I set the beer cans, the Egg McMuffin wrapper, and the Red Man pouches to one side. I would package those separately for the TBI lab, in hopes that the killer’s mouth had contacted their surfaces and left behind a trace of telltale DNA. A cigarette butt might have done the job also, but apparently our perpetrator preferred saliva to smoke as his nicotine delivery system.
After I’d removed the jugs, the cans, the wrappers, and the bags, very little was left. A foil chewing-gum wrapper. A whiskey bottle. An empty Altoids tin. And, oddly, two sticks of deodorant—or, rather, two empty deodorant dispensers, their labels peeling and tightly curled. Why on earth . . . , I wondered. It seemed inconceivable that the victim had been provided with toiletries to keep him smelling fresh during his ordeal in the woods.
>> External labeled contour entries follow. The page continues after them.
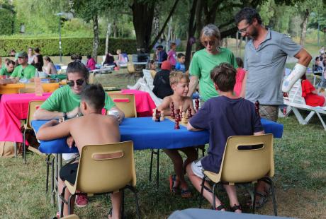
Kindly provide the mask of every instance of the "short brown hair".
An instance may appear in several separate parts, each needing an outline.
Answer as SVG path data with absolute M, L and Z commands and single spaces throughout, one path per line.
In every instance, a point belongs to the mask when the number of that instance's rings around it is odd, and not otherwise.
M 235 84 L 237 70 L 228 63 L 222 63 L 210 71 L 210 78 L 220 91 L 232 91 Z
M 189 83 L 189 77 L 184 73 L 182 71 L 173 71 L 170 73 L 170 86 L 174 84 L 179 83 L 182 79 L 186 80 L 187 83 Z

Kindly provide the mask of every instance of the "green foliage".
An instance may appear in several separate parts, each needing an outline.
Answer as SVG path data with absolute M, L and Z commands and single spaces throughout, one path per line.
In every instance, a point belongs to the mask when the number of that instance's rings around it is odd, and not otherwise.
M 64 56 L 78 53 L 82 55 L 91 54 L 92 37 L 63 37 L 62 39 Z M 59 39 L 55 38 L 25 38 L 0 39 L 0 56 L 8 56 L 12 49 L 16 51 L 26 51 L 29 47 L 38 47 L 44 55 L 55 56 L 59 54 Z M 135 53 L 136 42 L 131 39 L 109 39 L 109 52 L 116 54 L 118 49 L 128 54 Z M 99 54 L 104 54 L 105 39 L 100 38 Z
M 4 8 L 0 8 L 0 35 L 10 35 L 13 32 L 14 16 L 12 11 Z

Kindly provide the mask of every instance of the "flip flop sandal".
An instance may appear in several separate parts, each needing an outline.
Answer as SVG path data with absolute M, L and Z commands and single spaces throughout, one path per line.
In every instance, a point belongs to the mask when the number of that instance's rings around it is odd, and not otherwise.
M 191 198 L 191 191 L 188 189 L 181 189 L 181 197 L 182 198 Z
M 259 209 L 264 206 L 264 205 L 267 202 L 267 195 L 264 194 L 260 191 L 256 191 L 256 196 L 259 196 L 259 199 L 257 199 L 256 197 L 256 209 Z M 249 204 L 248 204 L 249 203 Z M 252 207 L 252 201 L 250 200 L 250 202 L 247 202 L 247 206 Z
M 178 189 L 178 186 L 174 186 L 174 184 L 177 182 L 176 176 L 170 175 L 169 177 L 169 181 L 170 182 L 170 191 L 173 194 L 176 194 L 176 190 Z
M 239 206 L 235 205 L 233 207 L 230 207 L 230 210 L 232 212 L 235 212 L 235 211 L 237 210 L 240 210 L 241 211 L 242 211 L 242 208 L 241 207 L 241 205 L 239 205 Z

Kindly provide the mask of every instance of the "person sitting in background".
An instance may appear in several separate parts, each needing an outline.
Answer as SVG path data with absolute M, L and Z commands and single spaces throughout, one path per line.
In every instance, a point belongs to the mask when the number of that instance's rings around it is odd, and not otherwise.
M 150 75 L 154 78 L 157 73 L 155 61 L 150 60 L 150 62 L 148 62 L 147 69 L 150 70 Z
M 125 53 L 122 53 L 121 49 L 118 49 L 117 50 L 117 54 L 118 54 L 118 65 L 125 65 L 127 64 L 128 59 L 128 55 Z
M 302 96 L 305 98 L 305 104 L 312 107 L 326 106 L 326 97 L 325 95 L 318 95 L 317 90 L 307 80 L 305 74 L 301 77 Z
M 38 69 L 38 71 L 42 71 L 42 67 L 44 66 L 43 57 L 40 53 L 40 48 L 34 49 L 35 57 L 33 65 Z
M 185 73 L 186 71 L 186 66 L 184 65 L 184 62 L 186 61 L 186 56 L 183 53 L 178 54 L 177 56 L 178 61 L 176 64 L 176 70 L 182 71 Z
M 172 69 L 172 66 L 169 61 L 163 61 L 161 65 L 161 70 L 156 73 L 154 78 L 153 93 L 159 98 L 163 99 L 173 94 L 169 78 Z
M 233 91 L 235 95 L 240 96 L 241 89 L 242 88 L 242 81 L 246 75 L 246 71 L 243 69 L 243 61 L 240 57 L 235 58 L 238 68 L 237 69 L 237 76 L 235 76 L 235 85 Z
M 3 79 L 9 78 L 13 71 L 15 61 L 9 59 L 6 59 L 5 66 L 0 70 L 0 76 L 1 76 L 1 78 L 3 78 Z
M 0 84 L 15 83 L 19 81 L 20 79 L 24 79 L 26 81 L 35 76 L 36 69 L 27 63 L 28 56 L 26 52 L 18 53 L 18 66 L 15 67 L 13 73 L 9 79 L 2 79 L 0 81 Z
M 116 62 L 114 61 L 114 57 L 111 53 L 108 53 L 106 57 L 106 60 L 104 60 L 104 62 L 103 63 L 103 65 L 107 65 L 107 66 L 115 66 L 116 67 L 117 66 Z
M 47 75 L 57 74 L 57 69 L 49 57 L 44 57 L 44 71 Z
M 220 172 L 225 143 L 229 136 L 264 134 L 254 105 L 233 95 L 236 72 L 235 69 L 227 63 L 222 63 L 210 71 L 210 78 L 220 96 L 208 100 L 187 124 L 189 131 L 206 129 L 210 133 L 208 154 L 189 164 L 186 169 L 188 177 L 199 192 L 204 177 L 203 171 Z M 207 182 L 205 186 L 211 191 Z M 235 186 L 225 184 L 224 188 L 229 196 L 231 211 L 242 213 Z M 212 193 L 204 189 L 203 196 L 213 206 Z M 217 196 L 215 202 L 215 210 L 225 211 L 225 207 Z
M 162 64 L 163 66 L 163 64 Z M 191 113 L 195 113 L 192 99 L 187 97 L 188 85 L 189 78 L 181 71 L 172 71 L 169 76 L 169 84 L 173 90 L 173 95 L 165 97 L 162 104 L 157 107 L 159 111 L 164 110 L 164 115 L 170 115 L 170 105 L 174 102 L 175 109 L 181 108 L 181 112 L 188 113 L 189 108 L 191 109 Z M 180 187 L 181 189 L 181 196 L 190 198 L 191 192 L 189 190 L 188 184 L 184 179 L 186 167 L 198 159 L 197 150 L 194 147 L 183 148 L 180 149 L 164 149 L 165 153 L 170 158 L 173 162 L 175 175 L 170 175 L 170 191 L 175 194 Z M 187 158 L 184 160 L 179 150 L 186 155 Z
M 71 119 L 60 124 L 55 119 L 47 122 L 38 131 L 36 134 L 38 139 L 48 141 L 71 136 L 73 141 L 71 141 L 69 146 L 71 148 L 74 143 L 79 153 L 82 153 L 84 146 L 119 142 L 120 131 L 116 117 L 101 114 L 105 99 L 106 93 L 102 85 L 88 85 L 85 86 L 82 92 L 80 100 L 80 110 L 84 116 Z M 85 125 L 86 124 L 87 125 Z M 68 163 L 61 168 L 59 178 L 60 194 L 64 187 L 65 180 L 72 184 L 75 183 L 77 170 L 78 162 Z M 65 199 L 68 200 L 69 196 L 69 190 L 66 189 Z M 111 217 L 120 218 L 121 194 L 115 192 L 111 195 L 111 197 L 113 207 Z M 74 199 L 72 202 L 74 202 Z M 74 203 L 72 203 L 72 206 L 74 206 Z M 67 204 L 64 205 L 63 211 L 64 215 L 69 214 Z
M 34 61 L 35 55 L 33 54 L 33 48 L 28 47 L 27 49 L 27 54 L 28 55 L 28 63 L 29 64 L 32 64 L 33 61 Z
M 176 44 L 175 42 L 172 42 L 170 45 L 170 50 L 167 53 L 167 60 L 172 65 L 172 69 L 174 69 L 176 64 Z
M 86 67 L 88 68 L 89 70 L 93 71 L 96 69 L 95 65 L 96 64 L 96 61 L 93 57 L 90 55 L 87 55 L 87 62 L 86 63 Z

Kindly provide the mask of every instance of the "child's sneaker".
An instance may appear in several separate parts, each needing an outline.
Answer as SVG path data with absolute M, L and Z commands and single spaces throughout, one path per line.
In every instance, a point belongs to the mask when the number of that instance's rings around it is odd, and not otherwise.
M 76 198 L 76 206 L 79 208 L 83 208 L 87 206 L 89 203 L 89 199 L 87 199 L 87 196 L 79 195 L 77 196 Z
But it also made no sense that our tobacco-chewing perpetrator would be attending to his own personal hygiene at the scene of the crime, either. If he had been, why stop with deodorant? Where were the empty toothpaste tubes, the nail clippers, the dental floss?
On a whim—curious about what brand of deodorant might appeal to the sort of person who would chain a young man in the woods for weeks—I gave the deodorant a tentative sniff. It didn’t smell like my own “sport” fragrance, nor like baby powder, nor lavender, nor any other deodorant I’d ever smelled. It smelled pungent, like rancid meat. Involuntarily I made a face, then gave the curled label a tug to remove it from the dispenser. As I held the paper in my upturned palm and smoothed it flat, it gave a sudden flutter, then—caught by the exhaust hood’s rising column of air—it fluttered upward and plastered against the mesh screen guarding the fan. “Crap,” I muttered, switching off the fan. As the spinning blades slowed, the label detached from the screen and drifted down, landing faceup on the soiled steel counter.
I read the label—once, twice, three times—and then heard myself whispering, “Son of a bitch. You sick, sick sonofabitch.”